Seems times are tough all over. The US just passed in the House a bill that effectively repeals the 4th Amendment, and as usual any time some really terrible bit of freedom-abrogating law is passed in the States, people are talking about moving to Canada. However, I’m really hoping they’re just joking, because they’re going to find that increasingly difficult. See, the laughably named “Protect Canada’s Immigration System Act”, bill C-31, is probably going to pass due to the steamroller government in power at the moment.
This bill is laughably named because its entire purpose is protect Canada from refugee immigrants by putting them in jail for a year without review, preventing them from seeing their families for five years thereafter, and leaving their immigration status in question, all at the sole discretion of the Minister of Public Safety (presently, Vic Toews).
But certain countries can apparently be deemed safe, and their refugees or migrants will be fast-tracked. I’m not sure how that’s supposed to work — if they’re refugees, obviously the countries aren’t “safe”. I’m guessing it’s intended as a way to grant special status to certain countries for political purposes.
A group of primary care physicians oppose this bill on medical grounds, recognizing that refugees often have significant health problems that go untreated owing to their refugee status.
Take, for example, the case of Ms. J. who could be a patient in any one of our practices. She arrived in Canada on an overcrowded boat with her children, having escaped a war-torn nation where she witnessed the traumatic death of her politically active husband.
She is a poorly controlled diabetic, has flashbacks of her experiences, has difficulty sleeping, and has recently developed suicidal thoughts. Instead of allowing Ms. J. to go through a fair refugee claims process that might allow her protection, Kenney would rather put her in prison for up to a year, separate her from her children, keep her from reuniting with the rest of her family for five years and, even if accepted as a refugee, keep her immigration status in Canada uncertain.
At best, these policies are misguided and driven by ideology. At worst, they are intentionally cruel and inhumane.
A coalition comprised of the Canadian Association of Refugee Lawyers, Amnesty International, the Canadian Civil Liberties Association, and the Canadian Council for Refugees, collectively known as the Justice for Refugees and Immigrants Coalition (JRIC), also strongly oppose this bill. Their grounds for opposition include the extraordinarily hasty timelines for filling the paperwork to prove immigrants’ claims, which would in many cases preclude the ability to seek legal advice; the lack of an independent advisory body for determining which countries are “safe” which could lead to cynical manipulation of the system for irrelevant concerns like politics or trade; and the specious grounds on which the proposed law is based (e.g. the “bogus claims” canard calling any refused claim fraudulent rather than simply insufficient). Most damningly, this coalition opposes the fact that any of the thousands of presently landed immigrants could have their immigration status called into question and find themselves subjected to this process — including the jail time, separation time, etc — at any time up until they obtain full citizenship.
Bill C-31 permits the Minister to seek to revoke an individual’s refugee status anytime up until they gain citizenship, which will in turn result in the automatic rescission of permanent resident status and removal from Canada.

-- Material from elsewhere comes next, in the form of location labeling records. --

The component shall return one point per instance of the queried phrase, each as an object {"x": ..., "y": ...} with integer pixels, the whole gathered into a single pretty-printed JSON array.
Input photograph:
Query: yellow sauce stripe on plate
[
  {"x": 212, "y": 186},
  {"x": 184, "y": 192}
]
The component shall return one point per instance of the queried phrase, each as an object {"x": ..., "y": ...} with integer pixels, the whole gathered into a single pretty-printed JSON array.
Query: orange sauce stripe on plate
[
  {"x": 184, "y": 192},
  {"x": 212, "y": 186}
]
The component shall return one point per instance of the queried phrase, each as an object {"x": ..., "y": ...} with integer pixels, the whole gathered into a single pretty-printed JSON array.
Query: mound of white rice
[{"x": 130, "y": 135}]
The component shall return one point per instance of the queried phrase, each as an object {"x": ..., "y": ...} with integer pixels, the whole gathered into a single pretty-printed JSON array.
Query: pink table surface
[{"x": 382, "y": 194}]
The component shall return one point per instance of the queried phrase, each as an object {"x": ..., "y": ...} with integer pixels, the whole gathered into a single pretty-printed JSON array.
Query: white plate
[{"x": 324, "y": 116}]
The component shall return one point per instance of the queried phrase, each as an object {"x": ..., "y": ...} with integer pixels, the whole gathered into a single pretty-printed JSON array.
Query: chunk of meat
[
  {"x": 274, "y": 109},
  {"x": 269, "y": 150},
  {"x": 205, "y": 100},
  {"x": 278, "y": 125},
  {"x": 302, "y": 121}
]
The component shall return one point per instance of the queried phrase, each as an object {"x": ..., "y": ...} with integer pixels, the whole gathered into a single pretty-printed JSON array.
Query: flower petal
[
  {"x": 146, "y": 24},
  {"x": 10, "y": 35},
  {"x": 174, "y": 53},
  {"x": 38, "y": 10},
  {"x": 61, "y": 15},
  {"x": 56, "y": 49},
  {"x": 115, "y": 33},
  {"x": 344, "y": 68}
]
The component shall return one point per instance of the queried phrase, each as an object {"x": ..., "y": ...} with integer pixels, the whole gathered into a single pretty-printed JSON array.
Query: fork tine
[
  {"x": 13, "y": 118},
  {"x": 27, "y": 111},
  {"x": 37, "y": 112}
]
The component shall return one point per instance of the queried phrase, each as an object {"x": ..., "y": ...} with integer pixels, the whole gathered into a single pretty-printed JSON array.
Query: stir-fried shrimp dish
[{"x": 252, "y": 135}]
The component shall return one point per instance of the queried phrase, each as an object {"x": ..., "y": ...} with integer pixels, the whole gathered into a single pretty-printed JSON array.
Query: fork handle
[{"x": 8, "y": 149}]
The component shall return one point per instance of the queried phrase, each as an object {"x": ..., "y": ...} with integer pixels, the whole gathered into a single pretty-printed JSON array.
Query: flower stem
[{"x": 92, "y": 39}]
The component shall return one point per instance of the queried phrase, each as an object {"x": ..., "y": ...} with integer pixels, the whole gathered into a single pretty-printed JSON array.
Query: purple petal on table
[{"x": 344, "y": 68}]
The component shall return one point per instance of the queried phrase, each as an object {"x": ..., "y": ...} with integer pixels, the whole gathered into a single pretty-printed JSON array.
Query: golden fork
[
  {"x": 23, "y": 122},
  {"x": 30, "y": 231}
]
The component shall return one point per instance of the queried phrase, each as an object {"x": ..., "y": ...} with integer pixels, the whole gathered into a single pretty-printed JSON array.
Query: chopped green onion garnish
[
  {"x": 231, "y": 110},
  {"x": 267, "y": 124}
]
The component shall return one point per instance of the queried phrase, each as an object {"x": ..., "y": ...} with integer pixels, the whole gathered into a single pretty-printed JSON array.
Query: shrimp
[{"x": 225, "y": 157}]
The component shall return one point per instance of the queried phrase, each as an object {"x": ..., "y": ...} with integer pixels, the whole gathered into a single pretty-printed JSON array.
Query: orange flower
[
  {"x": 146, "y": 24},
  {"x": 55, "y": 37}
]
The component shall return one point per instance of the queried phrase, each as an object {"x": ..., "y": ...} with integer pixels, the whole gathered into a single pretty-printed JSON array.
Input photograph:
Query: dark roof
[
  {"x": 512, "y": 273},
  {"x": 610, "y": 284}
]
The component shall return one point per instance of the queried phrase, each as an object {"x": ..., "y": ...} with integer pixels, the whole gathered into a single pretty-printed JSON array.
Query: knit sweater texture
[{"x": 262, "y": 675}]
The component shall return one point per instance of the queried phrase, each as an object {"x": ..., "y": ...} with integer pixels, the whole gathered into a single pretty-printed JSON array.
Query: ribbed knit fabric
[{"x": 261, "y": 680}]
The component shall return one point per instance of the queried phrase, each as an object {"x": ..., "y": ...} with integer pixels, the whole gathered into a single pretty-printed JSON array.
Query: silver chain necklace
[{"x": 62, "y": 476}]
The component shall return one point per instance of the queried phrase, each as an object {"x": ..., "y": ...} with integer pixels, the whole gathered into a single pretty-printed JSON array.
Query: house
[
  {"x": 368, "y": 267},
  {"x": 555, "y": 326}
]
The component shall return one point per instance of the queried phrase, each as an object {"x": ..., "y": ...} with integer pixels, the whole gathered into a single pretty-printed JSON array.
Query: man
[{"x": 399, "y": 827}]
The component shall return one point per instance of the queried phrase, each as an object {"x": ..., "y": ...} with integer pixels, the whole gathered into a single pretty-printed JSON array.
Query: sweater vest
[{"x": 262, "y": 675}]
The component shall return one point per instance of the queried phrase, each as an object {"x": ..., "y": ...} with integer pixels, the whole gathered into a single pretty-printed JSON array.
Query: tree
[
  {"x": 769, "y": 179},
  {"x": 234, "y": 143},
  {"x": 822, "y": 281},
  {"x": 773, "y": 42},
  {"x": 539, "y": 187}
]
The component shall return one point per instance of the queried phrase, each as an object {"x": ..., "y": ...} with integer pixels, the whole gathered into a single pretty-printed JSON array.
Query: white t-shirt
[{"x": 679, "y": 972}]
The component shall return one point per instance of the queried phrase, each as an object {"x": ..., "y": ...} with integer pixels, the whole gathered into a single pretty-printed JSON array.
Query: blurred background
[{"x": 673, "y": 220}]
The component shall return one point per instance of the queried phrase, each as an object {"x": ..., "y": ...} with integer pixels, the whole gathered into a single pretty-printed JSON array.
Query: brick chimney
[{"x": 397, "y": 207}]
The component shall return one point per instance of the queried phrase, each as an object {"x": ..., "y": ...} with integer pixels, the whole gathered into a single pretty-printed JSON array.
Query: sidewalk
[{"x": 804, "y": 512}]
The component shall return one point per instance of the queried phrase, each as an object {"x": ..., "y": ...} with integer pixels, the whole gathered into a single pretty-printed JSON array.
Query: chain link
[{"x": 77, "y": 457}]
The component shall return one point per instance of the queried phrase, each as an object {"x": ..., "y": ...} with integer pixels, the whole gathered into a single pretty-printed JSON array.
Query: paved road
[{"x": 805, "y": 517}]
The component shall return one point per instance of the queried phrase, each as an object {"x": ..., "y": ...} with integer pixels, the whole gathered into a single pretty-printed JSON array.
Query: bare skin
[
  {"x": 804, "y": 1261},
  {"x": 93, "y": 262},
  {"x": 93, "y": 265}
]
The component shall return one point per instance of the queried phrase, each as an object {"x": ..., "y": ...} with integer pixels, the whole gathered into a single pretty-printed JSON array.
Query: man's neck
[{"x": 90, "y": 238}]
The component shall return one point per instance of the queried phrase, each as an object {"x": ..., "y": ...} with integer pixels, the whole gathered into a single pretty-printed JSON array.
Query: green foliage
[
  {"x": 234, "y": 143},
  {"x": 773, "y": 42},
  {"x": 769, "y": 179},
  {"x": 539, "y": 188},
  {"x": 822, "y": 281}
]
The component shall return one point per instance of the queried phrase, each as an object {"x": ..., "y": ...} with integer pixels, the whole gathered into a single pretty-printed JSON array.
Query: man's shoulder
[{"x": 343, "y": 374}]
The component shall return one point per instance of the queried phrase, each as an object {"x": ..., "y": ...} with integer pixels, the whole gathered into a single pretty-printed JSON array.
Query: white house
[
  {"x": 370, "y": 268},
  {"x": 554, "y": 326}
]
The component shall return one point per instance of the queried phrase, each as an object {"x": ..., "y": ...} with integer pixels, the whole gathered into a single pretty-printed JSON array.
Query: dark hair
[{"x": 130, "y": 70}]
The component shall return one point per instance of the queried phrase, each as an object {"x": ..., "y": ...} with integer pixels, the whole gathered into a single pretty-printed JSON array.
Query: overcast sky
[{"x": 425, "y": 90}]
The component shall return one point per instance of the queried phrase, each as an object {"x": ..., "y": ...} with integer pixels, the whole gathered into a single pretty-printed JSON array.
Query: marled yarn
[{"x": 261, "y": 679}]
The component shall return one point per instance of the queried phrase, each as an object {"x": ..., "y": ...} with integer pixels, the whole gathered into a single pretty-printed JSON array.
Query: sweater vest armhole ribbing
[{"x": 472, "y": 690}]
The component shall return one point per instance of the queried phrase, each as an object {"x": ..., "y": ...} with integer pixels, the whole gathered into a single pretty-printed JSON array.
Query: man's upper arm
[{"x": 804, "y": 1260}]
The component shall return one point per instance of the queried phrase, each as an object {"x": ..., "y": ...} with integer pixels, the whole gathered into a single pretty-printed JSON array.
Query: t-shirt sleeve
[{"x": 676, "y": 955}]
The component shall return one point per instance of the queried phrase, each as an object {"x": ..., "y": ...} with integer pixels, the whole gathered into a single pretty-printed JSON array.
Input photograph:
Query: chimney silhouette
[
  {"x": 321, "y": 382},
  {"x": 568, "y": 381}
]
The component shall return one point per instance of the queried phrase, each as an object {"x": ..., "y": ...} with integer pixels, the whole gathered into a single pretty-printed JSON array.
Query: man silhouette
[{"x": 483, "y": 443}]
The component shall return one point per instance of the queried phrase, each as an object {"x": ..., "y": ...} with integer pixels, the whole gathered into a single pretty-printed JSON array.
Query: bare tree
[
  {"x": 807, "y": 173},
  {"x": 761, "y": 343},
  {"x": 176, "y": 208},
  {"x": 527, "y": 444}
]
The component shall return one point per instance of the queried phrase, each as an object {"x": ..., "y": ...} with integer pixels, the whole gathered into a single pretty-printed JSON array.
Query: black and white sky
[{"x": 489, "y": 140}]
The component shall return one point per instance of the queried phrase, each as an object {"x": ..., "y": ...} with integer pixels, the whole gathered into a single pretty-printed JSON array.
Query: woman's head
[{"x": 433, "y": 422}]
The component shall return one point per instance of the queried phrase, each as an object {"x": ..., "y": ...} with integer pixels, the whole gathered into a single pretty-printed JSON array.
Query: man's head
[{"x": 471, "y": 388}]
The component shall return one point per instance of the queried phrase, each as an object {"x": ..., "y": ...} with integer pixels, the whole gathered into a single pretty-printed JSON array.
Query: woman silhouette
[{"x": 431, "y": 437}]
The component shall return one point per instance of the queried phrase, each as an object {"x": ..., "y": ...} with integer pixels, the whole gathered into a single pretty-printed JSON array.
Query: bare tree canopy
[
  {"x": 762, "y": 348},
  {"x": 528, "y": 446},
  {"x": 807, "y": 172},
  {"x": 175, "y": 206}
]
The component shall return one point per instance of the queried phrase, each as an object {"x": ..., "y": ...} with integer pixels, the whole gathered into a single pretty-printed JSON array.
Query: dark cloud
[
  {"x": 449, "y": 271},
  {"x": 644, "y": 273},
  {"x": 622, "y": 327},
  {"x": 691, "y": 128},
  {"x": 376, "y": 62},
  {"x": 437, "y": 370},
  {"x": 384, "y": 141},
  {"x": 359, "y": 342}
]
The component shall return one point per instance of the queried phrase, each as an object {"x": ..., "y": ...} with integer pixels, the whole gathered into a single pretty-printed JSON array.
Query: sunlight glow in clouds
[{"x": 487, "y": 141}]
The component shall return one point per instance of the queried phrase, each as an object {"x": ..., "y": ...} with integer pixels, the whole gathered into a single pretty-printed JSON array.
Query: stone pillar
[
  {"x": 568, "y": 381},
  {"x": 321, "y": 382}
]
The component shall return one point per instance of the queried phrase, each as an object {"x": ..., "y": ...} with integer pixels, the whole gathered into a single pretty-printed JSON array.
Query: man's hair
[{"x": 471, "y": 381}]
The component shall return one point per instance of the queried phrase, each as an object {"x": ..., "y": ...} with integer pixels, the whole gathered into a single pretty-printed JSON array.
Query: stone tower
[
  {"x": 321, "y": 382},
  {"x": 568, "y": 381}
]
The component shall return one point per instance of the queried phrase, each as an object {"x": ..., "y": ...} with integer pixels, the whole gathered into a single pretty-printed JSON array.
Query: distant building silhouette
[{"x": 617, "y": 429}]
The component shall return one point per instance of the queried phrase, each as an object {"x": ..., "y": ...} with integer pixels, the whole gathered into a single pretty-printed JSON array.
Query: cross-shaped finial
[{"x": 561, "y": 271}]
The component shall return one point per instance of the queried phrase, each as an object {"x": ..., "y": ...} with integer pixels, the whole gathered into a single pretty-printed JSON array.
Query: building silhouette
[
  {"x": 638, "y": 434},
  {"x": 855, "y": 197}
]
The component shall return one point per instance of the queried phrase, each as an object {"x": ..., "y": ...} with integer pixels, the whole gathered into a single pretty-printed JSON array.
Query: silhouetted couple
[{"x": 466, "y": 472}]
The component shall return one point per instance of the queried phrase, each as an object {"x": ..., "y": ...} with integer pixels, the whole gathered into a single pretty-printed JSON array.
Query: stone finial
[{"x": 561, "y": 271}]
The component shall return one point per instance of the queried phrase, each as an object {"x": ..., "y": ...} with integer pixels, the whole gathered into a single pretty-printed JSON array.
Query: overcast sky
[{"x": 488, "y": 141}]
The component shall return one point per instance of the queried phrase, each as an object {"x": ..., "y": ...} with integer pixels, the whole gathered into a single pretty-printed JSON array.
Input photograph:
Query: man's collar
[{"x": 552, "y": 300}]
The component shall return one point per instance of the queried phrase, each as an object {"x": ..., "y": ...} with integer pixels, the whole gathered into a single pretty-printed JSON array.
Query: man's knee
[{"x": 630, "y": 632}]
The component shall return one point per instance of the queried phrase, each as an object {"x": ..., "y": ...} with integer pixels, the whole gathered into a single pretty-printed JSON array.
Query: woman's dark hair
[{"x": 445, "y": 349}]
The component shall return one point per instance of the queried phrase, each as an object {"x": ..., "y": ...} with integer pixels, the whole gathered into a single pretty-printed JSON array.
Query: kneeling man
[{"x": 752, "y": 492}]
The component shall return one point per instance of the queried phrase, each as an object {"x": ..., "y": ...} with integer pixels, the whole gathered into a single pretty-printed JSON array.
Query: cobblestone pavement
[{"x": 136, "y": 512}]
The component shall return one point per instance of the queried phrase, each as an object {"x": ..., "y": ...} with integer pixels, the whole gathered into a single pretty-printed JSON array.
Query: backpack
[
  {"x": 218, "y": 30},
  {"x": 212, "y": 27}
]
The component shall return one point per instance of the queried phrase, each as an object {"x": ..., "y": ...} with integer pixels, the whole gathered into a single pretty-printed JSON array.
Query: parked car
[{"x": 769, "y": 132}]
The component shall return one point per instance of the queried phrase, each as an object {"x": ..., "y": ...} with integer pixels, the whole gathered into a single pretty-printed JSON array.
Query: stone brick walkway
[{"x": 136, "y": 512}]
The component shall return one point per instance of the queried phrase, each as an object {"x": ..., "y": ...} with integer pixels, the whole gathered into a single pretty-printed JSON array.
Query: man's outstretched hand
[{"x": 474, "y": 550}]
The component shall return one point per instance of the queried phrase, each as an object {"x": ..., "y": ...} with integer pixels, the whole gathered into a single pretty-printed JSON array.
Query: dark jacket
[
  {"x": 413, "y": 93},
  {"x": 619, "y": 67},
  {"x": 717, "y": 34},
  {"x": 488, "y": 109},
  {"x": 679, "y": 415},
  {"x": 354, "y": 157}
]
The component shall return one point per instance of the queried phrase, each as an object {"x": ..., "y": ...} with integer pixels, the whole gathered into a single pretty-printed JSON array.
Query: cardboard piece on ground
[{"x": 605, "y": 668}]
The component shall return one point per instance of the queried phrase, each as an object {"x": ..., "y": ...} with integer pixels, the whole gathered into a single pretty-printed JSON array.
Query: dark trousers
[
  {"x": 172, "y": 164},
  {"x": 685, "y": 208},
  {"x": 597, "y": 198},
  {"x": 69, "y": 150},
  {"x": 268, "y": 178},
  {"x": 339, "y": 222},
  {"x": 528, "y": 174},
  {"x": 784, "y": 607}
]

Bill C-31 undermines our commitment to resettle refugees and provide them with the security of permanent residence. Even if they are a permanent resident, the Minister can apply at any time for a finding that a refugee is no longer at risk in his or her former country. If the Minister is successful, the refugee will automatically lose both refugee status and permanent residence and will be immediately deportable from Canada. This provision will apply equally to those who made claims in Canada and those who were resettled here by the government or by private sponsorship groups like churches or cultural associations.
Someone who came to Canada under a refugee resettlement program over a decade ago and who has spent years building a life and family in this country could be stripped of his or her status and deported with no right of appeal.
The authority of the Minister to seek revocation is unconstrained by any stipulated criteria. Regardless of how often the Minister exercises this power, the threat of refugee status revocation and expulsion will hang over the heads of all refugees who have permanent residence but do not yet have citizenship. They will be denied the security that Canada has traditionally afforded refugees. This is inconsistent with Canada’s international legal obligations.
This status-stripping provision reverses a fundamental objective of Canada’s long-standing refugee policy to promptly integrate refugees in order to get on with lives and to fully contribute to Canadian society.
To me, while every provision of this law is detrimental to the very fabric of Canada, this last objection is the most painful. People who have immigrated, who have contributed to Canadian society both materially in taxes and by the sweat of their brow, would chance get thrown out because they aren’t yet citizens. This is as close to “papers, please” as I think this country could get without becoming the sort of place where one might need to seek refugee status in another country.
If we can’t provide safe harbor for people from war-torn countries even after a decade of them rebuilding their lives here, what kind of country are we?